“What do you mean, you’re not sure?”
Vanna Falco had rules. She followed them no matter what. Her number one rule? When her father became loud, she stayed quiet and got out of his way. Not that Adam ever yelled at her because he certainly didn’t. He also never imposed his very large presence on her in such a way that would intimidate her like he did with nearly everyone else around them.
Still, she stayed true to that rule.
One of many, honestly.
Through the Bluetooth speakers in the car, the man her father had been conversing with during the drive tried to reply to Adam with, “This plan of yours, that’s all I am saying. It won’t work the way you think it will. You’re going to get us all kill—”
“Or you’re afraid.”
“I’m not afraid! It won’t work.”
“It will. Just do what you were told.”
“You’re delusional, Adam, and if you didn’t force my hand here, I would have handed your ass over to the boss for this … scheme.”
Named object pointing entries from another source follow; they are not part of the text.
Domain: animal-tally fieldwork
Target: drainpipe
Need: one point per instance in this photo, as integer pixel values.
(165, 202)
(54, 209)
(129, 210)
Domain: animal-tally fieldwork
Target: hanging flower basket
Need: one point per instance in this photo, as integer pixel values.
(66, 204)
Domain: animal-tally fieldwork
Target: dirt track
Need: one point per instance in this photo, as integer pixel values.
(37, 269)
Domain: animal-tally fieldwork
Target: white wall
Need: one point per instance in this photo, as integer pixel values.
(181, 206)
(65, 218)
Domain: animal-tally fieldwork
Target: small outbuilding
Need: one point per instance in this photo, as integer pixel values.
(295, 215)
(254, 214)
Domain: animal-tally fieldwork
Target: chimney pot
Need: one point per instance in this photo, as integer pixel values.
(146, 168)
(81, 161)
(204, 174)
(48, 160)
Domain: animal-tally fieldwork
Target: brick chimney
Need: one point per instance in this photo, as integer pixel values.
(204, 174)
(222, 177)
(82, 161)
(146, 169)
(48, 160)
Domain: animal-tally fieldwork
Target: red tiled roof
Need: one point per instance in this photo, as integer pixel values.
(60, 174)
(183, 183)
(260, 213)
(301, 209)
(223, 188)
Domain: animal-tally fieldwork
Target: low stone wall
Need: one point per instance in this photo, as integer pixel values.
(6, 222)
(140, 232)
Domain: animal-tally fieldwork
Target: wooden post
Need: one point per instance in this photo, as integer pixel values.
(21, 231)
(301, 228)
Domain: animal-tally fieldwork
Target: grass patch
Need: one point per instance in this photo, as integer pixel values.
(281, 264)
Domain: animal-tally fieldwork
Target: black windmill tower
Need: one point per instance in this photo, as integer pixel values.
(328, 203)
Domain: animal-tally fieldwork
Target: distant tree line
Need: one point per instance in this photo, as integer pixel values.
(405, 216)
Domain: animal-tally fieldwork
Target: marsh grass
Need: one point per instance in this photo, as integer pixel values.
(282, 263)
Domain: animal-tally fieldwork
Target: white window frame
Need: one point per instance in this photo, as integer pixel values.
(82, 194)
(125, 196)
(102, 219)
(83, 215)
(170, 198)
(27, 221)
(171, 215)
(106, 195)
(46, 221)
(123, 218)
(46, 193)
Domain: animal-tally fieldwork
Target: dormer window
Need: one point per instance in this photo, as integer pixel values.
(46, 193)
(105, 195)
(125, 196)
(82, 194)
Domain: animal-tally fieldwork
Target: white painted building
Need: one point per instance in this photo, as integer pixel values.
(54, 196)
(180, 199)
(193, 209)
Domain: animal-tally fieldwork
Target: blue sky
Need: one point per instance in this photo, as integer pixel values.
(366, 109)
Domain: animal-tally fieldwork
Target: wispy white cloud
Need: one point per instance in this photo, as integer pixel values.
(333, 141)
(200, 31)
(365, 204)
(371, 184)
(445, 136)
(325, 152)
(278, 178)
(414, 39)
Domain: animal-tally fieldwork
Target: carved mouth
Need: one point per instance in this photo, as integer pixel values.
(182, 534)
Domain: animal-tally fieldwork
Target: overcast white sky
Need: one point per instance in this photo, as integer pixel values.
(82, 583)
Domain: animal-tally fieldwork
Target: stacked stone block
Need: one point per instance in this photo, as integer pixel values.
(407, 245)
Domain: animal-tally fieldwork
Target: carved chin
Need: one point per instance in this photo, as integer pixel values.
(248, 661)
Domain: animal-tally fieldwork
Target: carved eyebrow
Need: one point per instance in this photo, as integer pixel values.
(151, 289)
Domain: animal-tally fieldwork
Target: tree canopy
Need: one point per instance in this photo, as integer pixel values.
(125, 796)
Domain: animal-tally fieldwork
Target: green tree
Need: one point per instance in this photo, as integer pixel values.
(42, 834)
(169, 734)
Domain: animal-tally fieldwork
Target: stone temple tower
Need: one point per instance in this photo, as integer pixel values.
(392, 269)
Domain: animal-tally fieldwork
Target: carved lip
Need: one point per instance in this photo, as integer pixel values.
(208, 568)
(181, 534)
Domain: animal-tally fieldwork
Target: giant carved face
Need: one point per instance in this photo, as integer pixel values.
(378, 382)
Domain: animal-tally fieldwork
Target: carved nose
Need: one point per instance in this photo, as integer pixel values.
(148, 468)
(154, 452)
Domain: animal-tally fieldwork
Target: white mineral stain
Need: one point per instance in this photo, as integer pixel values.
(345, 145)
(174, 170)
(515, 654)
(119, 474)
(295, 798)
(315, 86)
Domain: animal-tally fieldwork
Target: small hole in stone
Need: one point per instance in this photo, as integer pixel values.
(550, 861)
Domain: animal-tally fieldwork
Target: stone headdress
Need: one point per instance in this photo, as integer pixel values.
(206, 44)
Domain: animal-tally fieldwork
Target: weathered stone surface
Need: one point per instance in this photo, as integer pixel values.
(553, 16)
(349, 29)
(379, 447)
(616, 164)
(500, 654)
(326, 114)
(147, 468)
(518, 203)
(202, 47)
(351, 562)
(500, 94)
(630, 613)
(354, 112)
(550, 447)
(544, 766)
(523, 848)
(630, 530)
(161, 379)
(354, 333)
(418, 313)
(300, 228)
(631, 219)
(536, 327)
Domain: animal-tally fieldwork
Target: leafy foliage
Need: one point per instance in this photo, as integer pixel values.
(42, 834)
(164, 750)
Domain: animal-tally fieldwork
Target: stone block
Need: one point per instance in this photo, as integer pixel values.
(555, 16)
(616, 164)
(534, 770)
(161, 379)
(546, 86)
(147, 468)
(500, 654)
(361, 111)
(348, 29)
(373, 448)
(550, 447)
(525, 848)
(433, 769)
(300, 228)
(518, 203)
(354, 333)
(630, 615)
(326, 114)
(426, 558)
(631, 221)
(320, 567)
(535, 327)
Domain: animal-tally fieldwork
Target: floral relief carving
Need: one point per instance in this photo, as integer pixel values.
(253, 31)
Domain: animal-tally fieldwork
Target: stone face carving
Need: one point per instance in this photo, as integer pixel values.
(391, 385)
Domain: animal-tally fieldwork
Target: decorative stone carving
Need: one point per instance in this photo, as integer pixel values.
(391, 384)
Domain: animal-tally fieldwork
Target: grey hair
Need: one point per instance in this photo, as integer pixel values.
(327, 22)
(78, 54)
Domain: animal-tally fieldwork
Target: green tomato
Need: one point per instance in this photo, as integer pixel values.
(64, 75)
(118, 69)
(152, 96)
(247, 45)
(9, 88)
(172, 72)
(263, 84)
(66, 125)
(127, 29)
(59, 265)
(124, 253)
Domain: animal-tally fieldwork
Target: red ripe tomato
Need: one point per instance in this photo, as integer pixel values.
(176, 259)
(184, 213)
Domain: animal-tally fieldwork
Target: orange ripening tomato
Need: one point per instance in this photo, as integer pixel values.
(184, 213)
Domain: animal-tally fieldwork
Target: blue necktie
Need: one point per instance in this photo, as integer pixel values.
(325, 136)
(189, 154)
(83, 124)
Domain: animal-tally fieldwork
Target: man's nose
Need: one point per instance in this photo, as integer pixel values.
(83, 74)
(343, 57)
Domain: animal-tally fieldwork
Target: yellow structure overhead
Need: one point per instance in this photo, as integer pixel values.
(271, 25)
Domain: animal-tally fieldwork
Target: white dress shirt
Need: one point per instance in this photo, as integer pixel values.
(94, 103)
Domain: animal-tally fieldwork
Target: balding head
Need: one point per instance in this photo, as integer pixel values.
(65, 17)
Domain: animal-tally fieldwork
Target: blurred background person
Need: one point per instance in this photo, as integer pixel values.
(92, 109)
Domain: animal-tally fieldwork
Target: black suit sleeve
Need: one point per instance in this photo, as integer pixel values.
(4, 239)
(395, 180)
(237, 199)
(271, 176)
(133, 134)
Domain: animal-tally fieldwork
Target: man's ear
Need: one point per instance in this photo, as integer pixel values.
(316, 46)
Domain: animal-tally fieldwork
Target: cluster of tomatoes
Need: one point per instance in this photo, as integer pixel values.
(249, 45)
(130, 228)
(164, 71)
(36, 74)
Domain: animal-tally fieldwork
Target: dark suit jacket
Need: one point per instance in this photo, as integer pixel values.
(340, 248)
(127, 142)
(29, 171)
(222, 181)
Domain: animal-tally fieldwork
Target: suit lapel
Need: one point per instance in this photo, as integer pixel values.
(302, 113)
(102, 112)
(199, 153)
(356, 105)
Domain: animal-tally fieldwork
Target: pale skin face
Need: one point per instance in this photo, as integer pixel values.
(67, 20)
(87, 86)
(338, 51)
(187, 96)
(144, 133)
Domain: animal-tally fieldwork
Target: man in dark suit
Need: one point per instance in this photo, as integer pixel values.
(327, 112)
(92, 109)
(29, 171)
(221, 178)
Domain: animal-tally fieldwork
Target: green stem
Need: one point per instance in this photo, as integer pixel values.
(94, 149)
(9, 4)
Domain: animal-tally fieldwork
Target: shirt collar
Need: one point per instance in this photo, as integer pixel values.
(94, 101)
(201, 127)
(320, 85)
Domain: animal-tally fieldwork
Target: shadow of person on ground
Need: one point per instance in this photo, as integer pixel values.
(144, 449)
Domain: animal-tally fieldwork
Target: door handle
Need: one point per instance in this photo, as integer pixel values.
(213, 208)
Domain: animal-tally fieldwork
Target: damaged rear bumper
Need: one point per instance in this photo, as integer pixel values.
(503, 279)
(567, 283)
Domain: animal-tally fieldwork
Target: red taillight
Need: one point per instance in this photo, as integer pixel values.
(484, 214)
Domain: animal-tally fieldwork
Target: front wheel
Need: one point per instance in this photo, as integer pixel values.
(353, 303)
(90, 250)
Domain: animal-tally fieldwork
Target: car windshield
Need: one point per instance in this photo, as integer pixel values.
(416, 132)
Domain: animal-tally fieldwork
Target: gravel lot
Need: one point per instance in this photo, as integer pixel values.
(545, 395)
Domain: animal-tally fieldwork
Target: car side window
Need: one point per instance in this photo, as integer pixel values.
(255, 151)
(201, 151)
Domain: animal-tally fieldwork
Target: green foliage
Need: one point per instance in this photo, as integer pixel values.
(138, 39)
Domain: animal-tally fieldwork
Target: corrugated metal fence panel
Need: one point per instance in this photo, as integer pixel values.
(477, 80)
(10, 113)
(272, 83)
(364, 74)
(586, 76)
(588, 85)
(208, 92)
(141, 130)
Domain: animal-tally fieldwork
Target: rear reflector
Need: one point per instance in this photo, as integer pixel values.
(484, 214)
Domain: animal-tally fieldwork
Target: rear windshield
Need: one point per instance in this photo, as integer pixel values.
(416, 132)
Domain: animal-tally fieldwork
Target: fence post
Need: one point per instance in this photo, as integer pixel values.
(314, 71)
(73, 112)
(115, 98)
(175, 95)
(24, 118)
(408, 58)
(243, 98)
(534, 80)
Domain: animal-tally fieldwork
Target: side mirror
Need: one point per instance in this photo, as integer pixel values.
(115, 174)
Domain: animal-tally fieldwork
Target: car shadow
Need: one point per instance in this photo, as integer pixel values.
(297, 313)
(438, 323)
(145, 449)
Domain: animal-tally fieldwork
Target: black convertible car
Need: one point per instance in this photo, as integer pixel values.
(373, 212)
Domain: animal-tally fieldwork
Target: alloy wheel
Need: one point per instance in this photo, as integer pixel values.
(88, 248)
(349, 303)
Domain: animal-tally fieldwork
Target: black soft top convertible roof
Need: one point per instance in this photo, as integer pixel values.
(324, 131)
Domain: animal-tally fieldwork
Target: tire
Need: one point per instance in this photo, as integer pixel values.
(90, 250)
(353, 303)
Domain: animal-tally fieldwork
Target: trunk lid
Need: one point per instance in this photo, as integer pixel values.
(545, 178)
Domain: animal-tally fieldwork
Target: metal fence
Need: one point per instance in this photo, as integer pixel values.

“Except you can’t,” Adam replied coldly, “not without outing the fact I knew you were stealing to fund your wife’s gambling habit. So, either way, whether you help or hurt me here, you’re still fucked. Remember that the next time you want to back out.”
A beep sounded through the car speakers, saying the call cut off. The silence crawled on, a lot like their vehicle in downtown Toronto traffic.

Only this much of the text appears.